Art. 77 – Somente IES que optarem pela manutenção dos processos em trâmite devem protocolar ofício na SERES no prazo de trinta dias, a partir da publicação desta Portaria.
Art. 28 – A SERES editará portaria ampliando os atos de credenciamento para a oferta exclusiva de cursos de pós-graduação lato sensu a distância concedidos a IES, que passarão a ser considerados também para fins de oferta de cursos de graduação nesta modalidade, dispensado novo credenciamento ou aditamento, nos termos do art. 22 do Decreto nº 9.057, de 2017.
§ 1º – A oferta de cursos superiores a distância pelas IES de que trata o caput depende de expedição de ato específico para cada curso, em conformidade com o disposto no art. 6º desta Portaria.
§ 2º – Os processos de credenciamento de EaD em fase de análise documental de IES credenciadas para oferta de lato sensude EaD serão arquivados, mantendo-se em trâmite os processos de autorização vinculados para as IES não detentoras de prerrogativas de autonomia.
Art. 29 – A SERES editará Portaria tornando público o credenciamento da EaD de IES públicas dos sistemas federal, estaduais e distrital que estejam com processos em trâmite na data de publicação desta Portaria, nos termos do art. 12 do Decreto nº 9.057, de 2017.
§ 1º – As IES de ensino de que trata o caput ficarão sujeitas ao recredenciamento para oferta de educação a distância pelo MEC no prazo de cinco anos, nos termos da legislação específica.

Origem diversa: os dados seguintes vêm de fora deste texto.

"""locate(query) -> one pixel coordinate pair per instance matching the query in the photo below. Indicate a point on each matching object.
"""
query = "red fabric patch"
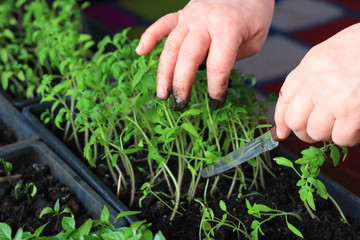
(319, 34)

§ 2º – Os processos de credenciamento de EaD e de credenciamento lato sensu EaD em trâmite, das IES de que trata o caput, serão arquivados.
§ 3º – Os processos de autorização de cursos de EaD vinculados a credenciamento nesta modalidade das IES de que trata o caput serão:
I – arquivados, quando pertencentes a IES detentora de autonomia; ou
II – concluídos, com a emissão do ato autorizativo, para IES sem autonomia.
Art. 30 – Ficam arquivados os processos em trâmite, protocolados em meio físico, que tratam de alterações de endereços e de extinção de polos EaD, cujos procedimentos serão realizados pela IES diretamente no Sistema e-MEC por meio de funcionalidades específicas, nos termos dos arts 16 e 17 desta Portaria.
Art. 31 – A SERES disponibilizará em até noventa dias as funcionalidades do Sistema e-MEC necessárias para a implementação das disposições previstas nesta Portaria.
Art. 32 – Ficam revogados os artigos 13, 44, 45, 47, 48, 50, 51, 53, 54, o § 3º, do art. 57, os arts 55 e 60, o inciso V, do art. 61, o § 2º do art. 61-F e o § 2º do art. 63, da Portaria Normativa nº 40, republicada em 29 de dezembro de 2010, e a Portaria Normativa nº 18, de 15 de agosto de 2016.
Art. 33 – Esta Portaria entra em vigor na data de sua publicação.